A new report from the World Green Building Council (WorldGBC) finds “overwhelming evidence” that office design significantly impacts the health, wellbeing and productivity of staff.
Th report, entitled Health, wellbeing and productivity in offices: The next chapter for green building was launched as part of the Green Building Council of Australia’s (GBCA’s) World Green Building Week activities.
It found that a range of factors - from air quality and lighting, to views of nature and interior layout – can affect the health, satisfaction and job performance of office workers.
GBCA Chief Executive Romilly Madew said: “Of the almost 25 million square metres of office space across Australia, 23 per cent is now Green Star-rated.
“Operating from sustainable office space is increasingly recognised as a strategic business decision that is not only environmentally and economically-sound, but can also enhance a company’s biggest asset and expense – its people.”
The report – sponsored by GBCA members JLL and Lend Lease – also presents a simple toolkit that businesses can use to measure the health, wellbeing and productivity of their buildings and inform financial decision-making.
Geoff Dutaillis, Group Head of Sustainability at Lend Lease, said: This report provides further evidence that workplaces with clean air, natural daylight and engaging and adaptable layouts all contribute to making healthier, happier and more motivated individuals who create stronger, more resilient and profitable companies.”
In Australia, the aggregate cost to business of ill-health and absenteeism is AUD$7 billion per year. The report attests that taking measures to improve office design and layout, this figure can be significantly reduced.

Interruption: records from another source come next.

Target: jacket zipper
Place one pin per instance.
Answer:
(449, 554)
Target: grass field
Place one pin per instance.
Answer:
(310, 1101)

Jane Henley, CEO of the World Green Building Council, says: “The evidence linking good office design and improved health, wellbeing and productivity of staff is now overwhelming. There is unquestionably a clear business case for investing in, developing and occupying healthier, greener buildings.”
Key Findings of the Report
Indoor air quality: A comprehensive body of research suggests that better indoor air quality (low concentrations of CO2 and pollutants and high ventilation rates) can lead to productivity improvements of 8- 11%.
Thermal comfort: Research demonstrates that thermal comfort has a significant impact on workplace satisfaction and modest degrees of personal control over thermal comfort can return single digit improvements in productivity.
Lighting and views of nature: Several studies have estimated productivity gains as a result of proximity to windows, with experts now thinking that views from windows are probably the more significant factor, particularly where the view offers a connection to nature.
Noise and acoustics: Research suggests that being productive in the modern knowledge-based office is practically impossible when noise provides an unwanted distraction. This can be a major cause of dissatisfaction amongst occupants.
Interior layout: The way the interior of an office is configured (including workstation density and configuration of work space, breakout space and social space) has been found to have an impact on concentration, collaboration, confidentiality and creativity.
Active design and exercise: Health can be improved through exercise, and so active design within a building, and access to services and amenities such as gyms, bicycle storage and green space can help to encourage healthier lifestyles of building occupants.